CARDIOBLATE BIPOLAR RADIOFREQUENCY SURGICAL ABLATION SYSTEM

K031247 · Medtronic Vascular · GEI · Jul 17, 2003 · General, Plastic Surgery

Device Facts

Record IDK031247
Device NameCARDIOBLATE BIPOLAR RADIOFREQUENCY SURGICAL ABLATION SYSTEM
ApplicantMedtronic Vascular
Product CodeGEI · General, Plastic Surgery
Decision DateJul 17, 2003
DecisionSESE
Submission TypeTraditional
Regulation21 CFR 878.4400
Device ClassClass 2
AttributesTherapeutic

Intended Use

The Medtronic Cardioblate System is intended to ablate soft tissue during general surgery using radiofrequency energy.

Device Story

The Medtronic Cardioblate Bipolar Radiofrequency Ablation System consists of a hand-held bipolar surgical ablation device (models 60821, 60822) and a surgical ablation generator (model 60890). The system delivers controlled radiofrequency (RF) energy to soft tissue to achieve ablation. The generator operates in bipolar mode (up to 40 Watts, 20-350 Ohm range) or monopolar mode (up to 50 Watts, 20-500 Ohm range). Used by surgeons in a clinical/surgical setting to ablate soft tissue. The device provides the energy necessary for surgical coagulation and cutting, aiding in tissue management during general surgical procedures.

Clinical Evidence

No clinical data. Performance characteristics were evaluated through bench testing and non-bench analyses comparing the system to predicate device specifications.

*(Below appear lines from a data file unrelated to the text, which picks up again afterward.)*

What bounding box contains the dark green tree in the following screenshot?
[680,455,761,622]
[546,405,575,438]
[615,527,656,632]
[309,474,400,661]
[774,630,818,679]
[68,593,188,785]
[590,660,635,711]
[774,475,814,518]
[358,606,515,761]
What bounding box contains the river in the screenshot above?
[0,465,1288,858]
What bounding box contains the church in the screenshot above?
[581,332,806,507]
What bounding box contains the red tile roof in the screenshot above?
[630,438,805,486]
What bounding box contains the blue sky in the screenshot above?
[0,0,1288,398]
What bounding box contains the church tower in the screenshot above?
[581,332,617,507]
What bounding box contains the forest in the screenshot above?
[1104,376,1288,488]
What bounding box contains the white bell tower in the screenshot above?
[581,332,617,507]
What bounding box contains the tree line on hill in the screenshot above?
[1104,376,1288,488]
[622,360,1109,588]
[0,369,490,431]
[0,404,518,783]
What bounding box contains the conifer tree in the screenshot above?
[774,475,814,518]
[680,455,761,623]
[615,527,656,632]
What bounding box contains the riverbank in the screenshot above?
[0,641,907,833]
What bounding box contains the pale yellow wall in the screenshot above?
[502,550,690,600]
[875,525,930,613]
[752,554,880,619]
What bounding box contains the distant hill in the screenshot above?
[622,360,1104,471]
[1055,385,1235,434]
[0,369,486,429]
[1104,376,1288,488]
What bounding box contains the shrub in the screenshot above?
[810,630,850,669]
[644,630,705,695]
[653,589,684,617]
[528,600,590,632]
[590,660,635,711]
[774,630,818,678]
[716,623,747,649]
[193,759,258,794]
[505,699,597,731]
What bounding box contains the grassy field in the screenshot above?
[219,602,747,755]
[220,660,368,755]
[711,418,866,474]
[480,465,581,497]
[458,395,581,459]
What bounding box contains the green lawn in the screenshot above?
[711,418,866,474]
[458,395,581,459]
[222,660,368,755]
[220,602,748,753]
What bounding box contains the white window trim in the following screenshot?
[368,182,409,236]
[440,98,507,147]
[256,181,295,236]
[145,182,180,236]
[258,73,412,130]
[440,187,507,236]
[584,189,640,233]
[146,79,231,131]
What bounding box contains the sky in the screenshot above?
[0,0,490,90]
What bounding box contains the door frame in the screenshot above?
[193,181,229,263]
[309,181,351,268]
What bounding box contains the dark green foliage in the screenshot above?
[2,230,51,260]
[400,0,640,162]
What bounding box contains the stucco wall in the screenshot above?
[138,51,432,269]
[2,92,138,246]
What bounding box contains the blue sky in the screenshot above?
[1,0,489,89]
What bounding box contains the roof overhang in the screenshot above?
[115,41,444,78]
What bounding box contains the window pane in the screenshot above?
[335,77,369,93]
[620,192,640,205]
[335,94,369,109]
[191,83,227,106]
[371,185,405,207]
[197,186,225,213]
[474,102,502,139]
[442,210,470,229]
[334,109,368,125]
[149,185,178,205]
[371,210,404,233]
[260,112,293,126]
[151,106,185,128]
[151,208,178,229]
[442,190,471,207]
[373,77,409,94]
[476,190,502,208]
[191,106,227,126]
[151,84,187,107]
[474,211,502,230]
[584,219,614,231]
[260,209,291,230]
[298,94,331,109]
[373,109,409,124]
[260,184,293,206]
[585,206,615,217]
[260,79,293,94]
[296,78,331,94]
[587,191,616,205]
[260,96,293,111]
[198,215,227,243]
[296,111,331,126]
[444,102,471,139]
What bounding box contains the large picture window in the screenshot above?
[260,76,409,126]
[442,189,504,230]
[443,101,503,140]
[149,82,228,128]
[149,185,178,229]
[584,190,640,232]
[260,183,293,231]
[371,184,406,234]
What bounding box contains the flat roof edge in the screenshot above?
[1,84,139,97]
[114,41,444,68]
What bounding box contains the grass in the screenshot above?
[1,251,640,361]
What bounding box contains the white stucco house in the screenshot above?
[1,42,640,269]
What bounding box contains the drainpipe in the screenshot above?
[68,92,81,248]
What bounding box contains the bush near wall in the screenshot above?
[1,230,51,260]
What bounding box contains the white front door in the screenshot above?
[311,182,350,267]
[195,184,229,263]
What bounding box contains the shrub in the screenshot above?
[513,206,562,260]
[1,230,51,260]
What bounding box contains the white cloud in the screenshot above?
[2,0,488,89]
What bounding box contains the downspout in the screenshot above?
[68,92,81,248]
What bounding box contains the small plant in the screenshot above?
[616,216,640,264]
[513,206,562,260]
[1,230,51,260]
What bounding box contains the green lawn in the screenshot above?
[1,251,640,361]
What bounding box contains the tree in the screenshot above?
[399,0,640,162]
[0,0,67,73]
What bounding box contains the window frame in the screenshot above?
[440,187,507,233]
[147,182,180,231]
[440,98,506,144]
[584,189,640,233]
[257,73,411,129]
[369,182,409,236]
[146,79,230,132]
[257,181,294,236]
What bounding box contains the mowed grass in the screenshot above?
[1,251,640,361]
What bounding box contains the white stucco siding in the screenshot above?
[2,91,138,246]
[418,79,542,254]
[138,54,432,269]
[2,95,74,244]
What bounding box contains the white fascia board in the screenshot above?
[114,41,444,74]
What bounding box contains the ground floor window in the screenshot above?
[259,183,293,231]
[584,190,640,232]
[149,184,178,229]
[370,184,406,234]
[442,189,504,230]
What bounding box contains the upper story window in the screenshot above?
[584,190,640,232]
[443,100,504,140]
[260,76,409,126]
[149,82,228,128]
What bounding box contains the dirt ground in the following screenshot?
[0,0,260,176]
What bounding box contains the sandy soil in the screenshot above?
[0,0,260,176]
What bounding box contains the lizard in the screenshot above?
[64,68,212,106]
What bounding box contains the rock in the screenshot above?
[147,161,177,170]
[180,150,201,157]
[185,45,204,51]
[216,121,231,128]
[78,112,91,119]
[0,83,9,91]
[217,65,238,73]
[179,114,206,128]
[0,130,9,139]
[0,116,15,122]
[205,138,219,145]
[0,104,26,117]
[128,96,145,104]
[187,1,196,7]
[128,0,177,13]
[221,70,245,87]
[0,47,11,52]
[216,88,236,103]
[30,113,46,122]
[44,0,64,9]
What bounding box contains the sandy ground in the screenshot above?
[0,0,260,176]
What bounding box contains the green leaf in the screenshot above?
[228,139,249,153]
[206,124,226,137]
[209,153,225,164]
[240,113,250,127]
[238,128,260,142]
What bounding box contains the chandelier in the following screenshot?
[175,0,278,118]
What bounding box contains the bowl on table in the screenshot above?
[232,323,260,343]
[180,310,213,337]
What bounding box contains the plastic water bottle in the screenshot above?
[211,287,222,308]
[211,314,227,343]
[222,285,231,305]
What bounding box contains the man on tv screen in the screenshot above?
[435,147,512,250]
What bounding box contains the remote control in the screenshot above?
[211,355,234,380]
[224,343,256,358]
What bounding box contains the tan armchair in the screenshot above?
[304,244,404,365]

Technological Characteristics

System comprises a hand-held bipolar ablation device and an RF generator. Energy source: Radiofrequency. Bipolar mode: up to 40W (20-350 Ohm). Monopolar mode: up to 50W (20-500 Ohm).

Indications for Use

Indicated for soft tissue ablation during general surgery. Contraindicated in patients with active endocarditis or for ablation in a pool of blood (e.g., through a purse string suture on a beating heart).

Regulatory Classification

Identification

An electrosurgical cutting and coagulation device and accessories is a device intended to remove tissue and control bleeding by use of high-frequency electrical current.

Predicate Devices

Related Devices

Submission Summary (Full Text)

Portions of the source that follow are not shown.